(181v) Coupling Electrokinetics and Rheology: Electrophoresis In Non-Newtonian Fluids

Authors: 
Posluszny, D. E., Carnegie Mellon University
Walker, L., Carnegie Mellon University
Khair, A. S., Carnegie Mellon University


Microfluidic technologies routinely employ electric fields to manipulate and transport fluids containing colloidal-scale entities such as macromolecules, colloidal particles, cells, and self-assembled structures. The rheology of these complex fluids often differs from the Newtonian ideal, exhibiting viscoleasticity, shear thinning, and normal stress differences, for example. These properties can drive counter-intuitive and visually dramatic phenomena when complex fluids are subject to hydrodynamic flows. However, there is comparatively little knowledge of electrically driven, or electrokinetic, flows of complex fluids, which is surprising in light of the importance of electric fields in micro-scale transport of complex fluids. Here, we present modeling and experimental results on the electrophoresis of charged colloidal particles immersed in complex (non-Newtonian) fluids. We have developed a theory based on the Lorentz reciprocal theorem that allows computation of the electrophoretic motion of particles in complex fluids with an (arbitrary) shear-rate dependent viscosity or with normal stress differences.
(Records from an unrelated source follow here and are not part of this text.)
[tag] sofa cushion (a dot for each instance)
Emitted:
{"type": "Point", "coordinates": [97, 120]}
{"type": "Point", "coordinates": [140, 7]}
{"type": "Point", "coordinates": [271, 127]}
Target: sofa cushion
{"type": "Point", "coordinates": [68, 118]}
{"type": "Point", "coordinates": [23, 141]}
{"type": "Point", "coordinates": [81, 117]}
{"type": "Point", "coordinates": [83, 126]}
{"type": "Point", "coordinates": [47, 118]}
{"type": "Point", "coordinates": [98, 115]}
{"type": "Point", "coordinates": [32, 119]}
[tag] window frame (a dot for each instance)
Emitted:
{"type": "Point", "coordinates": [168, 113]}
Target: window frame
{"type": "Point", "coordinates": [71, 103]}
Notably, there are two distinct contributions to the electrophoretic motion, arising from the non-Newtonian electro-osmotic flow in the (thin) electrical double layer and stresses in the electroneutral bulk fluid, respectively. Importantly, the latter endows the electrophoretic mobility with an explicit dependence on particle size and shape, in stark contrast to electrophoresis in Newtonian fluids. We further illustrate the influence of non-Newtonian rheology by computing the mobility of a single spherical particle using several constitutive equations, including the power-law and Carreau models. These predictions are compared with experimental measurements of electrophoresis in shear-thinning and Boger fluids.